Freddy Krueger may be Wes Craven's greatest horror creation to have come out of the '80s, but I think it's high time that we pay our respects to Horace Pinker (Mitch Pileggi) of "Shocker." Besides, Pinker and Krueger feel harmonious with each other, making "Shocker" rhyme plenty with "A Nightmare on Elm Street" even as two separate compositions.

"Shocker" feels like Craven throwing the guidelines of '80s horror, and of his own filmography, at the wall and seeing what kind of shape the splatter takes on. It's about 10 different positively deranged movies all synthesized together into a crazy techno-slasher freak out, with Craven maintaining the dream logic of "Elm Street" and pushing it to madcap heights. I doubt you'll find many other slashers focused on a serial killer who turns to black magic to evolve into a physical manifestation of electricity who can possess people at will, out to kill a teenager with whom he has a psychic connection. Oh, and that teen (Peter Berg as Jonathan Parker) also has a supernatural link to his ghost girlfriend, who comes to him in visions. 

You'll have thought you've seen it all by the climax, which then once again upends your expectations as it pits our characters on a frantic chase with each other through television stations. At every turn, true to his entire body of work, Craven has a new, wild concoction up his sleeve, and "Shocker" is overdue for its horror flowers.

Inferno

Italian horror maestro Dario Argento followed up his masterpiece and surprise 1977 hit "Suspiria" with the second movie in his "Three Mothers" trilogy (the last one, "The Mother of Tears," would be delayed until 2007), inspired by Thomas de Quincey's "Suspiria de Profundis." With a botched North American theatrical release and mixed reviews coming off the rousing success of his immediately previous work, "Inferno" was left in a prime position for decades of neglect.

That's a shame, because "Inferno" is Argento at some of his most visually stunning, atmospherically haunted, and totally raving and perplexing. "Inferno" sees Argento stripping his style down to the bare essentials: centered on a supernatural tale of murder and witchcraft, featuring the same masterful use of beautifully lurid, neon lighting established in "Suspiria," and composed of his reliably wonderful sequences of bloody tension. 

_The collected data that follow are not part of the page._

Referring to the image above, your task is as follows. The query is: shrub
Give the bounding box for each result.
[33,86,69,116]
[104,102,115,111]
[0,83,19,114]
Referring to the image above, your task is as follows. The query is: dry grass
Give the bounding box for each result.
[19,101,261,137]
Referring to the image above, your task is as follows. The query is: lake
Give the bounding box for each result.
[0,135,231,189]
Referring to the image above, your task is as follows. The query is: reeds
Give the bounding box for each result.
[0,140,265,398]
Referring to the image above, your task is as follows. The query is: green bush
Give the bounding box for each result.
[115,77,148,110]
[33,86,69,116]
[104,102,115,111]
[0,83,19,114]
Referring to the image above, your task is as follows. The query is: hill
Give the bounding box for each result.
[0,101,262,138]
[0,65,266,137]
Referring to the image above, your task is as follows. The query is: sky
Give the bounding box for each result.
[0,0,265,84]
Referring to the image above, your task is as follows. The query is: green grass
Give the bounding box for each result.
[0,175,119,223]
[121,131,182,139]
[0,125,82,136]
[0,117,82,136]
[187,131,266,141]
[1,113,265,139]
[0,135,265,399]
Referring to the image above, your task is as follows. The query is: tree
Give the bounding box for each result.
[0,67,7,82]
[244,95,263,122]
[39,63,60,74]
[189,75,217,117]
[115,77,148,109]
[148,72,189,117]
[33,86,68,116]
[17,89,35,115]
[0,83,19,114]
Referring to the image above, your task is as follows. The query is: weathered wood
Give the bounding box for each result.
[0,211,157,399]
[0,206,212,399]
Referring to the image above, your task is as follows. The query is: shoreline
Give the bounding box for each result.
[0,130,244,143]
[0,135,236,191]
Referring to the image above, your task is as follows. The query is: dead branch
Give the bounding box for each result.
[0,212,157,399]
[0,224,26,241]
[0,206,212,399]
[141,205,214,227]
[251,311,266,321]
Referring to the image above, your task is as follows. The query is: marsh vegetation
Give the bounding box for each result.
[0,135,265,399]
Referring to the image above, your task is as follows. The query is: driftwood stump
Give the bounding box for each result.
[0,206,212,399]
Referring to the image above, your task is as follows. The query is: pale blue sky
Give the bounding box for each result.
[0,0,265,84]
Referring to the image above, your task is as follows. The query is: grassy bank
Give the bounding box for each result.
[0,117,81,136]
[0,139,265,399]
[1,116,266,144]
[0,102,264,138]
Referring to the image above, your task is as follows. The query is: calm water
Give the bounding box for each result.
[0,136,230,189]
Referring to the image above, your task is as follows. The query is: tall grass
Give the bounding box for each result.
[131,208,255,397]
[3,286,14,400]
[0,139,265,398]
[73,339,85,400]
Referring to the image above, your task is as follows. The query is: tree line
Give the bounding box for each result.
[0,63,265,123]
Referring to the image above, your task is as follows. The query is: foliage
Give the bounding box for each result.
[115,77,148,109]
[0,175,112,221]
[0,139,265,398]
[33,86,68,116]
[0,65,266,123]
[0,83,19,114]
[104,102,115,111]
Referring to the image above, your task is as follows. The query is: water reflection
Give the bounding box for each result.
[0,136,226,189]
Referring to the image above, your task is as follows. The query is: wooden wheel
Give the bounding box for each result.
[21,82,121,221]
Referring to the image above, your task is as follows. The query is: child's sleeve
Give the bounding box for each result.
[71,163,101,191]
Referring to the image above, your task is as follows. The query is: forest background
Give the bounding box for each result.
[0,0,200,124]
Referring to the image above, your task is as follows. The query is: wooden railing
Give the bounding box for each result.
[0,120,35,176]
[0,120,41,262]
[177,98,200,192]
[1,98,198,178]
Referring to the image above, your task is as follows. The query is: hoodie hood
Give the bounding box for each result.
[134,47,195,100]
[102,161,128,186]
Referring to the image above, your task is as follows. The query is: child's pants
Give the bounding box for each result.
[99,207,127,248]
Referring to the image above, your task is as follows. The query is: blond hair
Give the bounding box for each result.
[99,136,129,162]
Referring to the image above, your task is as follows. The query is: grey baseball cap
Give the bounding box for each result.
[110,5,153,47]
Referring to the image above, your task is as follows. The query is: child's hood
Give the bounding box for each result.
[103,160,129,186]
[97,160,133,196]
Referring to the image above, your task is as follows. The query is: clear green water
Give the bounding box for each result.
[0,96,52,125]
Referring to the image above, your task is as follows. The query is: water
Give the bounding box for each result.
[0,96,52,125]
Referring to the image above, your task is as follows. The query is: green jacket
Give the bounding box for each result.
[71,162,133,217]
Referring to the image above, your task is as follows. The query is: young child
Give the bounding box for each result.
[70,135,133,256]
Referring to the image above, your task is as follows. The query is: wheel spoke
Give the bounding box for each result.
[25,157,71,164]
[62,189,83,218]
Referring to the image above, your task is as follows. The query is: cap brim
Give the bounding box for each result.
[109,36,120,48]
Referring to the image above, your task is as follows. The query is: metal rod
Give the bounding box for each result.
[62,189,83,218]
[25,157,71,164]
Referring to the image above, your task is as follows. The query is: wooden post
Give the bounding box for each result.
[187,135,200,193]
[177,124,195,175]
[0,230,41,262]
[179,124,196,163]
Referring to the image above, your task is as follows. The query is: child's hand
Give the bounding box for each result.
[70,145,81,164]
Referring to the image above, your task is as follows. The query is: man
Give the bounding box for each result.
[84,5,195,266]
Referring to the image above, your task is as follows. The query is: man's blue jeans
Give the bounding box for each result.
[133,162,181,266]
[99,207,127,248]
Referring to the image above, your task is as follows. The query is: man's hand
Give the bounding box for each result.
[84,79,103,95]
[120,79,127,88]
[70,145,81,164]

Argento has never been particularly known for compelling character work, and with this entry, you'll especially have to check your expectations at the door as far as engaging dialogue or a coherent plot. On the contrary, "Inferno" quite proudly plays up its baffling perposterousness, more than happy to drop all those ancillary elements of filmmaking to deliver a vivid mood piece that coasts on its ambient vibes.

From Beyond

Before directing "Society," Brian Yuzna produced this H.P. Lovecraft adaptation, directed by horror legend Stuart Gordon. "From Beyond" reunites Gordon with Jeffrey Combs and Barbara Crampton following "Re-Animator" for a gross-out body horror extravaganza that's as much an exhibition of corporeal grotesquerie as it is a journey into kinky sexual liberation.

The story centers on the development of a machine that stimulates the pineal gland, unlocking access to a parallel dimension teeming with violently carnal creatures eager to absorb a group of unprepared scientists into their world of savage ecstasy. When lead scientist Dr. Edward Pretorius is transformed by this alternate reality and returns to the lab, it's as an impossibly revolting, wet, mutated monster bent on devouring minds and guiding others toward his grotesque vision of enlightenment.

"From Beyond" may not be overly scary, but it's driven by a gleeful sense of bad taste and a firm commitment to fusing violence with sexual perversion. Featuring some of the most memorable practical effects in horror history, it's a vivid reminder of a time when horror was a little more tactile— and a lot more bonkers.